There are few foods as universally beloved as bread; it has formed one of the foundational pillars of the human diet for thousands of years, and remains a vital staple all over the world. That being said, white bread isn’t the most interesting choice for a meal; in fact, “white bread” is often used to describe something that is very boring, plain or drab.
If white bread is a common part of your diet, then you are surely familiar with the process of toasting that same bread. A warm slice of toast slathered with melting butter is often far more delectable than a flimsy slice of white bread. The physical change in color and texture (between bread and toast) is immediately noticeable, which leads many people to wonder whether the nutritional content changes as well!

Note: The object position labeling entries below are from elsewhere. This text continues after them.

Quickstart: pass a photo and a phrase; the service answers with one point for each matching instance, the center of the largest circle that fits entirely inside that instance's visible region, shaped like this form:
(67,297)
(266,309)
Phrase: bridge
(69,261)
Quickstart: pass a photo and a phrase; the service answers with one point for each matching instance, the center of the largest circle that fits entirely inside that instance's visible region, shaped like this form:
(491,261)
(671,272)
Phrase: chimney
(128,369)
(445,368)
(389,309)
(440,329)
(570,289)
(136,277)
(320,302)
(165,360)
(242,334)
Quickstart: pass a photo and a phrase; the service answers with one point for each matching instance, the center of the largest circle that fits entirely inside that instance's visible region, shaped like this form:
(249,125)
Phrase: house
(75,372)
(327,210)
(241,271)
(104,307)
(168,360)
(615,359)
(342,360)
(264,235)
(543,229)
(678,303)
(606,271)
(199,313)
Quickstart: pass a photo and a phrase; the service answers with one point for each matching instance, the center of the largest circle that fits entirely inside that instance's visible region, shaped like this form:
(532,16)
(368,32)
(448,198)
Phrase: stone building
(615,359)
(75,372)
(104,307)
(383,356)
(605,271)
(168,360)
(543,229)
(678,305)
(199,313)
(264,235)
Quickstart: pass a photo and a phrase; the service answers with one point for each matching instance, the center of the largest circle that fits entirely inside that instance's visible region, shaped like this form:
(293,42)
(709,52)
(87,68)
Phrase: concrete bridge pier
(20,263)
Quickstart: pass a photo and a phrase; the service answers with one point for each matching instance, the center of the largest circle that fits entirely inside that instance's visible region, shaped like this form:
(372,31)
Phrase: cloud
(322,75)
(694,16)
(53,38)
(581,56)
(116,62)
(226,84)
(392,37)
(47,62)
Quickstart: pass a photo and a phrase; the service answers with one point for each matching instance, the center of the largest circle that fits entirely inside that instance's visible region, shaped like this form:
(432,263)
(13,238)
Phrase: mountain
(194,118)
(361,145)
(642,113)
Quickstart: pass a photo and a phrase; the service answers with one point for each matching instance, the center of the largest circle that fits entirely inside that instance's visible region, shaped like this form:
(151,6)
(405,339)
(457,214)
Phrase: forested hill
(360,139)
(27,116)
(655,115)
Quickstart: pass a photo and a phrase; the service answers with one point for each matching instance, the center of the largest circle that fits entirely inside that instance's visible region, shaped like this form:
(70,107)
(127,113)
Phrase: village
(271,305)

If toasting a piece of bread can help to reduce the caloric content of this carb-dense food, it may be ideal for people trying to lose weight! Before we get into the caloric shift that occurs in the process of toasting bread, let’s first look at what actually happens when you slip a slice into your toaster!
What Happens When Bread Is Toasted?
When you put a slice of bread in the toaster and the coils begin to heat up, a very special chemical reaction occurs. At temperatures of roughly 140–165 °C (285–330 °F), a Maillard reaction proceeds rapidly across the surface of the bread. You may not be familiar with the name of this process, but you have certainly enjoyed its effects in countless different foods. This is essentially a form of caramelization involving the outer molecules of the bread, namely the amino acids and sugars. The heat evaporates any excess water, which induces the start of these reactions on the outer molecules of the bread.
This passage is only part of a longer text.